41

Wei_Dai comments on My current thoughts on MIRI's "highly reliable agent design" work - Effective Altruism Forum

You are viewing a comment permalink. View the original post to see all comments and the full post content.

Comments (50)

You are viewing a single comment's thread. Show more comments above.

Comment author: Wei_Dai 11 July 2017 05:45:15PM 3 points [-]

I can talk in more detail about the reduction from (capability amplification --> agent foundations) if it's not clear whether it is possible and it would have an effect on your view.

Yeah, this is still not clear. Suppose we had a solution to agent foundations, I don't see how that necessarily helps me figure out what to do as H in capability amplification. For example the agent foundations solution could say, use (some approximation of) exhaustive search in the following way, with your utility function as the objective function, but that doesn't help me because I don't have a utility function.

When comparing difficulty of two approaches you should presumably compare the difficulty of achieving a fixed goal with one approach or the other.

My point was that HRAD potentially enables the strategy of pushing mainstream AI research away from opaque designs (which are hard to compete with while maintaining alignment, because you don't understand how they work and you can't just blindly copy the computation that they do without risking safety), whereas in your approach you always have to worry about "how do I compete with with an AI that doesn't have an overseer or has an overseer who doesn't care about safety and just lets the AI use whatever opaque and potentially dangerous technique it wants".

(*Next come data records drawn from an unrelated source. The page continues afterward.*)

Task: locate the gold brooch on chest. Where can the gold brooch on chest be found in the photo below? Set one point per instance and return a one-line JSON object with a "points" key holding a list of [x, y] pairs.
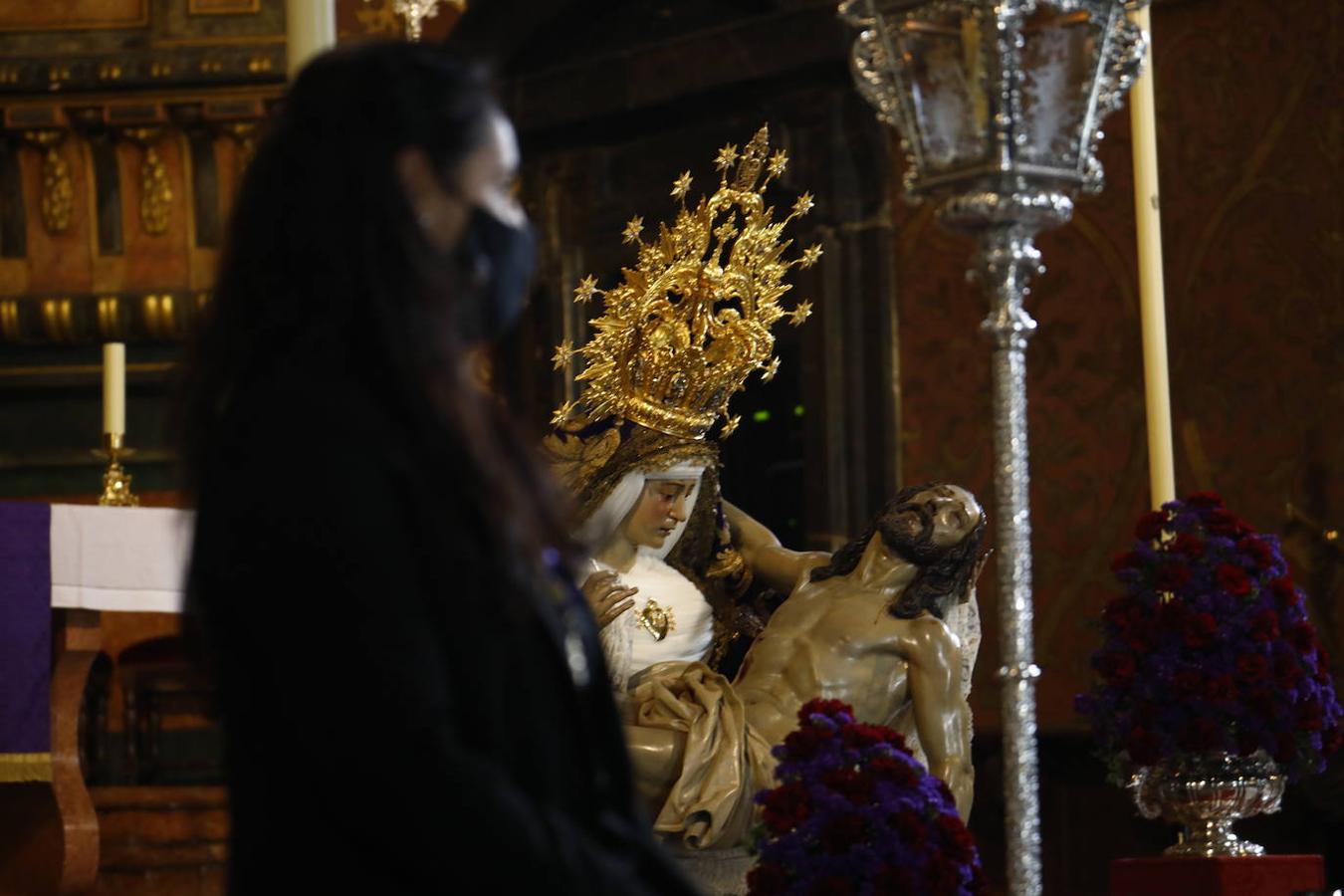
{"points": [[656, 619]]}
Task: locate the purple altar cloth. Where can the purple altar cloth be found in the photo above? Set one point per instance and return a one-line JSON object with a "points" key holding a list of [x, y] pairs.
{"points": [[24, 641]]}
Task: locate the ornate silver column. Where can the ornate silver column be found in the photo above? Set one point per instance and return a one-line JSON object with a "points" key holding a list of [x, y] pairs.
{"points": [[999, 105]]}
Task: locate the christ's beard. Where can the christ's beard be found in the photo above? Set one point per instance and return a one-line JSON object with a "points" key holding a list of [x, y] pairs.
{"points": [[909, 531]]}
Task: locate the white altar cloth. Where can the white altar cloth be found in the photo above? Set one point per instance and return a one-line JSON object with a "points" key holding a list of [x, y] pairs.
{"points": [[129, 559]]}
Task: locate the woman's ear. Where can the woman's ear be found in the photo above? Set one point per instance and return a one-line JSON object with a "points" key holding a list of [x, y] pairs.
{"points": [[441, 215]]}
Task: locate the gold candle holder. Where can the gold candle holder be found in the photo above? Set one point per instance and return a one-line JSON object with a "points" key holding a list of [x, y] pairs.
{"points": [[115, 481]]}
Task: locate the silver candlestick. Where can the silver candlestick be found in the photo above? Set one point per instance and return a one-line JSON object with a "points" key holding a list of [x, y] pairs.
{"points": [[999, 105]]}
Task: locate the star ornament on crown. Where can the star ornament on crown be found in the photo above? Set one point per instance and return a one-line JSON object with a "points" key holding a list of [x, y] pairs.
{"points": [[691, 322]]}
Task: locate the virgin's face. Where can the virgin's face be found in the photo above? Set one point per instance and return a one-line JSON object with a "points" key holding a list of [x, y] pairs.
{"points": [[661, 507]]}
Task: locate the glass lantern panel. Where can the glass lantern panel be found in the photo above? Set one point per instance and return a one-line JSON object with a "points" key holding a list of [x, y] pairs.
{"points": [[947, 76], [1058, 62]]}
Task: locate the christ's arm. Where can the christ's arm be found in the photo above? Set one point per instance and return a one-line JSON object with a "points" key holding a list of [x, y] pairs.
{"points": [[772, 563], [941, 712]]}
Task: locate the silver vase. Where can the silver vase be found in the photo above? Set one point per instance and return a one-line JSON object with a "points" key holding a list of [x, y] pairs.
{"points": [[1207, 794]]}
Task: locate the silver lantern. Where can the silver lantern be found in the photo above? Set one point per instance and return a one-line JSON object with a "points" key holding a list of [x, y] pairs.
{"points": [[999, 105]]}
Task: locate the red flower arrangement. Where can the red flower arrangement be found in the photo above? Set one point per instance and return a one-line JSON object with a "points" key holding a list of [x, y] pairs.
{"points": [[1209, 650], [855, 813]]}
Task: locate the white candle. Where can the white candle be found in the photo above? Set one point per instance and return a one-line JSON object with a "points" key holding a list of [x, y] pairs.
{"points": [[1152, 303], [310, 30], [114, 387]]}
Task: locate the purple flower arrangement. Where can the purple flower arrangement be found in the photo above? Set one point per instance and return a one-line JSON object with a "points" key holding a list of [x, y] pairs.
{"points": [[855, 813], [1209, 650]]}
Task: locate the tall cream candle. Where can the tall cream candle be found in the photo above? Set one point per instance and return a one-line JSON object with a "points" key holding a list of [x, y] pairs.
{"points": [[114, 387], [1152, 303], [310, 30]]}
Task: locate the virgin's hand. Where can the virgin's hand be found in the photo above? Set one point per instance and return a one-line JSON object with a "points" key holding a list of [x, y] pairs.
{"points": [[607, 598]]}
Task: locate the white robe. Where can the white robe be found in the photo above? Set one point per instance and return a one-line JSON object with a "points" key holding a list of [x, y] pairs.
{"points": [[629, 648]]}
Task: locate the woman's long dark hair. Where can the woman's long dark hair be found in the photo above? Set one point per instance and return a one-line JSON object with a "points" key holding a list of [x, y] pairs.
{"points": [[326, 262]]}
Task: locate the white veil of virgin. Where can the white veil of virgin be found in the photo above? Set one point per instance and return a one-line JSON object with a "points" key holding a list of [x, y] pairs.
{"points": [[618, 637]]}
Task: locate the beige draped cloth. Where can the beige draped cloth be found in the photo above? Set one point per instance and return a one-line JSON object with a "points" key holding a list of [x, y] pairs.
{"points": [[726, 762]]}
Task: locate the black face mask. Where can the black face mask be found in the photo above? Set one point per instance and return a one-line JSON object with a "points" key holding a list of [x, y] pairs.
{"points": [[500, 260]]}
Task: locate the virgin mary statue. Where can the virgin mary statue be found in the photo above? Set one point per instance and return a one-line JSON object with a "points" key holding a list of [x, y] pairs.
{"points": [[679, 335]]}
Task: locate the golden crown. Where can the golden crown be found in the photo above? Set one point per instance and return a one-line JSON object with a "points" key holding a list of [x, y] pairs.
{"points": [[692, 320]]}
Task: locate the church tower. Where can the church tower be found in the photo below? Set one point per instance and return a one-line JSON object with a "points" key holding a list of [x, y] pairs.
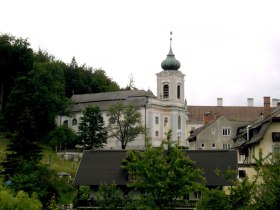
{"points": [[170, 81]]}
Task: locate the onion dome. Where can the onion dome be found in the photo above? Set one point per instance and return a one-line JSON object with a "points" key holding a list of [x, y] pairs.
{"points": [[170, 63]]}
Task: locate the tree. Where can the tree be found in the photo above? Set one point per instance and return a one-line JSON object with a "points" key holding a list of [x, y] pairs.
{"points": [[92, 132], [268, 185], [83, 79], [127, 123], [16, 59], [62, 137], [165, 175], [214, 199], [20, 201]]}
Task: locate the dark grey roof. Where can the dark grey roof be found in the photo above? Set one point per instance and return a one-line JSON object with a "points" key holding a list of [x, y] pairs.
{"points": [[106, 99], [108, 96], [260, 126], [104, 166], [238, 113], [100, 167], [197, 131], [212, 160]]}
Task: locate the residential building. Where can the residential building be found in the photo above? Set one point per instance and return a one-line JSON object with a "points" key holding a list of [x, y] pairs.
{"points": [[263, 134], [105, 166], [196, 114], [216, 134]]}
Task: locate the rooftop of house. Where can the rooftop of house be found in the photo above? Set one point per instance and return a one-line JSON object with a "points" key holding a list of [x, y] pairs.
{"points": [[256, 129], [233, 113], [104, 166]]}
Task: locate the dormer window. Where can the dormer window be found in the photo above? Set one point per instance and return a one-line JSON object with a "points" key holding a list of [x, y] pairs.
{"points": [[74, 122], [179, 122], [178, 91], [65, 122], [165, 91]]}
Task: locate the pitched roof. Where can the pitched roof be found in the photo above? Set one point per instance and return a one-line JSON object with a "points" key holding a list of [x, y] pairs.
{"points": [[260, 126], [197, 131], [237, 113], [106, 99], [104, 166]]}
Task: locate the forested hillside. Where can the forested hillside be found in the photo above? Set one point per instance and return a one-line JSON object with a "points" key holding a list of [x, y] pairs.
{"points": [[35, 87]]}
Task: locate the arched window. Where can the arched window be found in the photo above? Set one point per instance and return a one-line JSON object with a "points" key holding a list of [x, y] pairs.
{"points": [[65, 122], [178, 91], [179, 122], [112, 120], [165, 121], [165, 91], [74, 122]]}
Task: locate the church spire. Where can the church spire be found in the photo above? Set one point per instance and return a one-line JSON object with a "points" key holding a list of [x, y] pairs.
{"points": [[170, 63]]}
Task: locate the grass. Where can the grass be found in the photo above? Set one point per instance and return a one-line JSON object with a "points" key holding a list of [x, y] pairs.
{"points": [[49, 157]]}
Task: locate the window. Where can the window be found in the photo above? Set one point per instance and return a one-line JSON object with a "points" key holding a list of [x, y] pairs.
{"points": [[112, 120], [226, 146], [275, 136], [156, 133], [242, 174], [179, 122], [226, 131], [156, 120], [74, 122], [178, 92], [165, 91], [65, 122], [213, 131], [165, 121], [276, 149]]}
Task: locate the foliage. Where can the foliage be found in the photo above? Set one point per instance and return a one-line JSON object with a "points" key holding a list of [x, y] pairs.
{"points": [[92, 132], [82, 79], [23, 145], [53, 205], [268, 187], [57, 163], [109, 196], [214, 199], [34, 177], [62, 137], [21, 201], [84, 192], [165, 176], [240, 196], [16, 59], [127, 123]]}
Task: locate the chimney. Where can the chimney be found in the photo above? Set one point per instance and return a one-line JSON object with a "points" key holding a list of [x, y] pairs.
{"points": [[219, 101], [250, 102], [275, 102], [266, 105], [208, 116]]}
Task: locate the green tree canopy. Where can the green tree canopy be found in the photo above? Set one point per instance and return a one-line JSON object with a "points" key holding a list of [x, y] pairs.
{"points": [[92, 132], [16, 59], [127, 123], [83, 79], [165, 175]]}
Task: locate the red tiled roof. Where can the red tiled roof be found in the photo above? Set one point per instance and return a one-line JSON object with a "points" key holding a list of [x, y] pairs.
{"points": [[236, 113]]}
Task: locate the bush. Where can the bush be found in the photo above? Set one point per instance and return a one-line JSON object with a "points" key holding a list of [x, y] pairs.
{"points": [[213, 199], [62, 137]]}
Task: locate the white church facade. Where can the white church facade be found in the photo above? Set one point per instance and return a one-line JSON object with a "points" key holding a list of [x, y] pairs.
{"points": [[167, 110]]}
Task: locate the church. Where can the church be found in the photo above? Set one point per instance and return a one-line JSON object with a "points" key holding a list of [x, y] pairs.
{"points": [[167, 110]]}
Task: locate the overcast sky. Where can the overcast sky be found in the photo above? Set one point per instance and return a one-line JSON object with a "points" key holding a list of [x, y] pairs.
{"points": [[227, 49]]}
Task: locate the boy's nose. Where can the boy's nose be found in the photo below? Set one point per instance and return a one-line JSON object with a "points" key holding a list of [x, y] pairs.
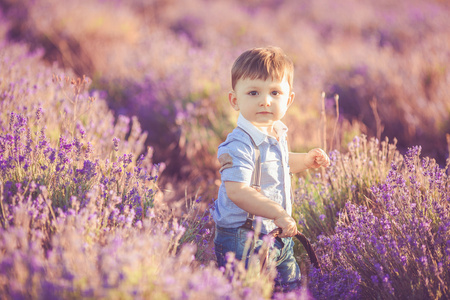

On the agent foundations side, it seems like plausible approaches involve figuring out how to peer inside the previously-opaque hypotheses, or understanding what characteristic of hypotheses can lead to catastrophic generalization failures and then excluding those from induction.

Oh I see. In my mind the problems with Solomonoff Induction means that it's probably not the right way to define how induction should be done as an ideal, so we should look for something kind of like Solomonoff Induction but better, not try to patch it by doing additional things on top of it. (Like instead of trying to figure out exactly when CDT would make wrong decisions and add more complexity on top of it to handle those cases, replace it with UDT.)